I have not tried this with any other compilers besides GCC
4.1.2. My question is: Is the behavior of the linker here
specific to GCC's linker? Or is it always guaranteed that if
one object file contains definitions for explicit
specializations of template functions, and that object file is
linked, then they will be used everywhere? The biggest reason
that I'm unsure is the linker has to do a small amount of
magic to make this work; falling back on the default
implementation if no explicit specializations were found, so
I'm wondering if that magic is defined by C++ or is a GCC
implementation detail.
=A714.7.3/6: "If a template, a member template or the member of a
class template is explicitly specialized then that
specialization shall be declared before the first use of that
specialization that would cause an implicit instantiation to
take place, in every translation unit in which such a use
occurs; no diagnostic is required." In other words, undefined
behavior.
FWIW: I think that in main.cpp, g++ instantiates your template,
affecting the instantiation to a weak symbol definition.

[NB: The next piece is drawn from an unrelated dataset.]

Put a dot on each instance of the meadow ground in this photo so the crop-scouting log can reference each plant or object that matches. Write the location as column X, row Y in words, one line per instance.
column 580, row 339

In
spec.cpp, the specialization generates a normal symbol
definition. The rules of the linker are to first resolve using
a normal symbol definition, if one exists (and more than one is
an error), then try using weak definitions (choosing one more or
less at random if more than one occurs). I think that this is a
relatively common implementation, so there is a fairly good
chance your code will actually work. It's still undefined
behavior, however, and I don't think even g++ actually
guarantees it. In other words, referring to your subject line,
it's not even compiler-defined; it just happens to work that
way, as a side effect of certain implementation choices, which
might change in the next version of the compiler.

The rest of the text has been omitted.